Yes well I bought a bottle of Test 400 a couple of months ago and it had a yellow flip off cap but the bottle was clear as far as I remember. Got good strength gains and size off it but its only a choice between AS Labs & Biosira I have where I'm based in Dublin!


----------



## Sebbek (Apr 25, 2013)

Byro89 said:


> Yes well I bought a bottle of Test 400 a couple of months ago and it had a yellow flip off cap but the bottle was clear as far as I remember. Got good strength gains and size off it but its only a choice between AS Labs & Biosira I have where I'm based in Dublin!


How was the pip of t400?

I give up on it bcos of pip and after every each inj test flu symptoms (carrier oil didn't agree with me?)


----------



## CROcyclist (Jun 1, 2015)

I tried ''anavar''...it was fu**ing dianabol.made my face like a baloon


----------



## white (May 24, 2014)

at least half of their gear is bunk

their anavar failed labmax, it was winstrol

I have it later lab tested for confirmation, it was in fact 5 mg winstrol in what was supposed to be 10 mg anavar.

stay away from them


----------



## Byro89 (Jan 24, 2014)

Sebbek said:


> How was the pip of t400?
> 
> I give up on it bcos of pip and after every each inj test flu symptoms (carrier oil didn't agree with me?)

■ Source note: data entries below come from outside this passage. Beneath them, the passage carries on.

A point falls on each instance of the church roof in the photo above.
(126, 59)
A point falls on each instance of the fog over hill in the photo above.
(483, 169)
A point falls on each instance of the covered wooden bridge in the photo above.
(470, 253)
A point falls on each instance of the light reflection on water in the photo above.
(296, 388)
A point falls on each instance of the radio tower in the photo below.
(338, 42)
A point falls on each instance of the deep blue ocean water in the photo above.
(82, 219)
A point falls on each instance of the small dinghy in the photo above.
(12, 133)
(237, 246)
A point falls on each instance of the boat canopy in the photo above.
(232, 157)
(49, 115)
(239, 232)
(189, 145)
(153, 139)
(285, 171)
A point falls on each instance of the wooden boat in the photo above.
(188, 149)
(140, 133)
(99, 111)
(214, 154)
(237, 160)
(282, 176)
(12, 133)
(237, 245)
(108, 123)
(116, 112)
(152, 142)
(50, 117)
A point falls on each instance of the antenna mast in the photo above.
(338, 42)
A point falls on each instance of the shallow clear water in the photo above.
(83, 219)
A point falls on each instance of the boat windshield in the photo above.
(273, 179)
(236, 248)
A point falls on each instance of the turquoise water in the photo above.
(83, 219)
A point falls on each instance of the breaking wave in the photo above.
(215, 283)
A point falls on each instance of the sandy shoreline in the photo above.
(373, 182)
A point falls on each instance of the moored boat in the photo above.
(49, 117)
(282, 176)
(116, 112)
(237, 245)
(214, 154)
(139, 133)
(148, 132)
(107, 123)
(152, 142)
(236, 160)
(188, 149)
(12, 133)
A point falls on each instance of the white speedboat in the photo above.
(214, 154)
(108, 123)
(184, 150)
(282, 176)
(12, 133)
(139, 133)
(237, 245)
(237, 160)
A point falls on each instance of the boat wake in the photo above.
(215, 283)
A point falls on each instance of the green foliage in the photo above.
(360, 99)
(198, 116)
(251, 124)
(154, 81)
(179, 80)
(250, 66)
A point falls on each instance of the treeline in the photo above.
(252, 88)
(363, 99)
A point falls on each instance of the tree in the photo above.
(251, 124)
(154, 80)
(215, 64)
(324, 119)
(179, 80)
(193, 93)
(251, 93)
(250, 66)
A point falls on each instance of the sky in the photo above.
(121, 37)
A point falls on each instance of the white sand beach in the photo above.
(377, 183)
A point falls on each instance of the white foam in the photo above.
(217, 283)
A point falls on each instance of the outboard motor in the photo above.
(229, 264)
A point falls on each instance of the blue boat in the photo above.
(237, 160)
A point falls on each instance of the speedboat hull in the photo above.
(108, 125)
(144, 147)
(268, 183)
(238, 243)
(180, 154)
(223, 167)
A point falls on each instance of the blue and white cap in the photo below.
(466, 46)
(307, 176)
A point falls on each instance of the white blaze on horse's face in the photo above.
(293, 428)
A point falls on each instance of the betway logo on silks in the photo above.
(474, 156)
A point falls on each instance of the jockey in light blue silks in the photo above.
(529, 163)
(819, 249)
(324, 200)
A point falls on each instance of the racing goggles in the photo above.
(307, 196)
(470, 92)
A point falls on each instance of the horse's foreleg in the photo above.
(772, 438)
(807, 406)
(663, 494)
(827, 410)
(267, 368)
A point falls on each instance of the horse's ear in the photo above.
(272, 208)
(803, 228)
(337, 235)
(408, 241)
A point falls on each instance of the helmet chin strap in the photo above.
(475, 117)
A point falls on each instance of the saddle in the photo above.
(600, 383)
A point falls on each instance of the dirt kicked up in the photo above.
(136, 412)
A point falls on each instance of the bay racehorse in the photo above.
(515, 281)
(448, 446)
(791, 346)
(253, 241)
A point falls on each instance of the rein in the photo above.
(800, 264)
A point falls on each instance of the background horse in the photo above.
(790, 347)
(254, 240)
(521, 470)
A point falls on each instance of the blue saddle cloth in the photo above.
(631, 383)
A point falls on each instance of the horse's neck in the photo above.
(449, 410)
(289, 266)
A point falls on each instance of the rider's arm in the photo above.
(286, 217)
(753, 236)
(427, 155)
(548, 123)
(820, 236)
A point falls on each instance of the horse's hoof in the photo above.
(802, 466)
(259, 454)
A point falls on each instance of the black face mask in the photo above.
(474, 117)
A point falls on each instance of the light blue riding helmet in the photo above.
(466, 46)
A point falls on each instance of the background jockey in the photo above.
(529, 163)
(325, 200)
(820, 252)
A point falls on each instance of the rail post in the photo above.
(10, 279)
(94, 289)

No PIP at all pal it goes in nice and easy as well... Maybe that's a bad sign though seen as its meant to have 400mg/ml which I would have thought would have been a bitch to jab??



Sebbek said:


> How was the pip of t400?
> 
> I give up on it bcos of pip and after every each inj test flu symptoms (carrier oil didn't agree with me?)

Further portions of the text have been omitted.